With the introduction of digital media into our daily lives, we are generating incredible amounts of data without realizing it. There is an incredible amount of data on the internet. Websites continue to generate new data every second. All such big data is called Big Data in IT language. However, most of this data generated on the internet is meaningless, scattered and unstructured. It is very important for businesses to make sense of these scattered data as a whole. Thanks to this organized data, businesses can identify problems early, create marketing strategies more easily, and get to know their customers much better in the light of this data when it comes to serving them. The majority of tools written for searching the internet are helpless in the face of disorganized and unprocessed data collections. ElasticSearch was developed for the IT world in order to overcome exactly this helplessness. So we can actually call ElasticSearch a search tool.
The ElasticSearch search tool is built on the Apache Lucene infrastructure, using the Java programming language. It is a full text, search engine and analysis tool. Lucene was developed to search text files on a single device. ElasticSearch, which was developed because of the inadequacy of businesses in searches on distributed systems and instant data, has gained popularity all over the world with its flexible structure while providing convenience to companies and its success on real-time data in distributed systems.
When registering data to ElasticSearch, the fields you previously specified in the data are indexed. Since ElasticSearch classifies the data according to the index list and performs this process easily at the first moment of data recording, users can reach search results much faster.
What ElasticSearch Gains Us
- Backup can be done much more easily than in the past.
- It is almost real-time. Thanks to this feature, you can find previously saved data seconds later in searches within the vehicle.
- It works with RestfulAPI support.
- It has a structure called Open Source.
- It works almost seamlessly in highly scalable and distributed structures.
- It is very efficient compared to alternative tools on the market and provides this efficiency by using much less resources.
- Its indexing capability is quite advanced. Thanks to Elasticsearch, it is possible to get search results very quickly.
- Cluster is quite simple in terms of structure compared to its counterparts.
- ElasticSearch supports various programming languages as it indexes files in JSON structure.
- It can perform the mapping process according to the data type.
- It has a very easy and fast installation compared to other equivalents.
- It has the ability to complete operations automatically.
- It has the possibility to transfer data directly to ElasticSearch from databases such as MongoDB, Cassandra, NoSQL and HBase, which are widely used in the IT industry.
- There are Replica and Shared concepts in the tool.
- ElasticSearch has a mapping system on itself.

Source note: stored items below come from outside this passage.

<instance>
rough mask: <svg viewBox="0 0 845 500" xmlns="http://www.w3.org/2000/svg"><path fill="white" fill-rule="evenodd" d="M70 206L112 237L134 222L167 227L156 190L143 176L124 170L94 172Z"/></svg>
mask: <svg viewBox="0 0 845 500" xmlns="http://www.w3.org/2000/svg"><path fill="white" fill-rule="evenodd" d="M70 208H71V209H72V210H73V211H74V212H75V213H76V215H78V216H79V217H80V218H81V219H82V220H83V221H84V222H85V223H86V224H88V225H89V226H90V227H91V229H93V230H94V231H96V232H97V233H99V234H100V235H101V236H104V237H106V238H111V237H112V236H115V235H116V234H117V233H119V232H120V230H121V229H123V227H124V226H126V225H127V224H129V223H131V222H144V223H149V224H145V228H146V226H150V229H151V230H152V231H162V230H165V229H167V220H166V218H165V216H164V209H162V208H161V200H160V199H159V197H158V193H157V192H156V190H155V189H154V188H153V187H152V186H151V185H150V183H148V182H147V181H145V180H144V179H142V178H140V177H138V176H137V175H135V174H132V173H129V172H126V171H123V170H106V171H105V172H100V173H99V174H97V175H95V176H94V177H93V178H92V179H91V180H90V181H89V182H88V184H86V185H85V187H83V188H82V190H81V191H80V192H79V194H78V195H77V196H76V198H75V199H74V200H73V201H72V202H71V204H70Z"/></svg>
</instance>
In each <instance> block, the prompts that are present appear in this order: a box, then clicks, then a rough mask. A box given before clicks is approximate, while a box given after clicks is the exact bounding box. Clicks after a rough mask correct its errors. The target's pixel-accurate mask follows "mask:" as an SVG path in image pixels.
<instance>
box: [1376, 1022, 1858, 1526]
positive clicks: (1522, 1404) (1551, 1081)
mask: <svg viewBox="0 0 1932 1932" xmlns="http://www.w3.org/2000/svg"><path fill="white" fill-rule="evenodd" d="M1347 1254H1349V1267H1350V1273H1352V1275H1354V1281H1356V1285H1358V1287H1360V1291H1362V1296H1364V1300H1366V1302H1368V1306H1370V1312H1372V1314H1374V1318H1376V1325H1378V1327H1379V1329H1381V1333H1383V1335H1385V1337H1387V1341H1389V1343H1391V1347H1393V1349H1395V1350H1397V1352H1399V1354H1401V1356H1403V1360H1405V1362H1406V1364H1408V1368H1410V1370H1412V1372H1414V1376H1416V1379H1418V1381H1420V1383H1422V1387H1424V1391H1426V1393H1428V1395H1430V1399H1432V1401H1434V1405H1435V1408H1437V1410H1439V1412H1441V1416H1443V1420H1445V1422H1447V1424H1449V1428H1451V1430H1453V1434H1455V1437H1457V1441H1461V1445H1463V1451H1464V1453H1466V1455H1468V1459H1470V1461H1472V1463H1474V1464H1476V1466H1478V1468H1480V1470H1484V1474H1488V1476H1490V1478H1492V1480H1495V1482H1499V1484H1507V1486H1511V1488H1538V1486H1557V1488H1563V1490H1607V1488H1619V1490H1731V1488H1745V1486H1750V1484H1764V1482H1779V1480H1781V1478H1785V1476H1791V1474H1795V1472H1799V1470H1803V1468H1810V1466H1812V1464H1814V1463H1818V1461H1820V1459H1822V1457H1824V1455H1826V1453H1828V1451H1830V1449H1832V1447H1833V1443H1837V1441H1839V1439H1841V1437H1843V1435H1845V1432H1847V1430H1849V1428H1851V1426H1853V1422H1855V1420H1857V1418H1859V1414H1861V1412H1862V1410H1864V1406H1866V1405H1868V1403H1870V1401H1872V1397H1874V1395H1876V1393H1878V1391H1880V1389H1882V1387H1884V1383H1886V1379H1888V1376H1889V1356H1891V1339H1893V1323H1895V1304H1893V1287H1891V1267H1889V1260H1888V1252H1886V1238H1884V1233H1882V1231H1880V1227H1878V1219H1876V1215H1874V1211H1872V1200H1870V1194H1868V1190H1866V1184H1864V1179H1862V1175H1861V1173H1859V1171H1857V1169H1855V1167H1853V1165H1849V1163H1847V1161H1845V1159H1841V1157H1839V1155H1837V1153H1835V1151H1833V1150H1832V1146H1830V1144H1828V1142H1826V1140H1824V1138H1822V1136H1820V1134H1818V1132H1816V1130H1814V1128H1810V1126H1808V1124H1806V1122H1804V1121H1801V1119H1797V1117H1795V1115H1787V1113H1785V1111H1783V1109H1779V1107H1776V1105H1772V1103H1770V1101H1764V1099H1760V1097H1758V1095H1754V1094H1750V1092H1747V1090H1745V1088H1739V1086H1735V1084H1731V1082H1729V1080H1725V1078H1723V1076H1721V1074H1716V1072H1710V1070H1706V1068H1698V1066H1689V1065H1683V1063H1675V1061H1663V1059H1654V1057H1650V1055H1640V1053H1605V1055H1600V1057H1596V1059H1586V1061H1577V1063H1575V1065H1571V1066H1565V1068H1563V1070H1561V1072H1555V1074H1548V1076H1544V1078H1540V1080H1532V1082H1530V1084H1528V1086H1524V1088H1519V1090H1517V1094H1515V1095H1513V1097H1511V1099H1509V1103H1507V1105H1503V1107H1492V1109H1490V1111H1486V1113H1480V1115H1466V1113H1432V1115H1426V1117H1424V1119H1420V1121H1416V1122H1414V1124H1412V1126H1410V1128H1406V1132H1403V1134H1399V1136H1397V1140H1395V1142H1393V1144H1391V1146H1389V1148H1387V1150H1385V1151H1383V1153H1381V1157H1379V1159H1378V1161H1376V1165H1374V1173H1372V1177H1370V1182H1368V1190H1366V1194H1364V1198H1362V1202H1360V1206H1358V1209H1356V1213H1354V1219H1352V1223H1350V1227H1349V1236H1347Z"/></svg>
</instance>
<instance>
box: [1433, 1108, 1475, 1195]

This concept is called the process of defining the way a document is passed to the search engine.
- The system offers high availability feature to its users.
ElasticSearch has a very simple cluster structure. In this way, you can scale the system by adding new machines to the environment without any problems when the datasets are recorded and the traffic level increases. There are nodes in the cluster and ES is run on each node. The advantages of this highly efficient cluster structure are as follows:
- Presenting the concepts of Replica and Shared to us, the users,
- Bringing the mapping system into our lives,
- Indexing of documents is done in JSON,
- Presenting the concept of index and document,
- Indexing logic,
- High availability system.
3 Benefits of Using ElasticSearch
Real Time Near Real-time Processing Capability
ElasticSearch is a very efficient tool for the industry. For the tool we are talking about, operations such as writing or reading data are generally completed in much less than a second. This feature is very important for those who use it. Thanks to these efficient actions, it is possible to utilize ElasticSearch for real-time purposes such as anomaly detection and application monitoring.
Free Add-ons and Tools
You can easily integrate ElasticSearch with Kibana, a very popular reporting and visualization tool that is very successful today. Apart from this tool, you can easily transform data with Logstash and Beats integrations and upload it to your ElasticSearch cluster. As you can see from these tools, you can also use many ElasticSearch plugins for free to add rich functionality.
Time Saving
ElasticSearch software provides us with REST-based API services, schema-free JSON documents and a simple http interface, so you can use the service at very high speeds. In addition to these features, it also allows you to write applications suitable for different uses. Despite ElasticSearch’s distributed infrastructure, it processes large amounts of data in parallel, allowing you to find results for your queries very quickly. Finally, ElasticSearch offers multi-language support to its users. The most popular programming languages are Ruby, Python, PHP, Node.js and JavaScript.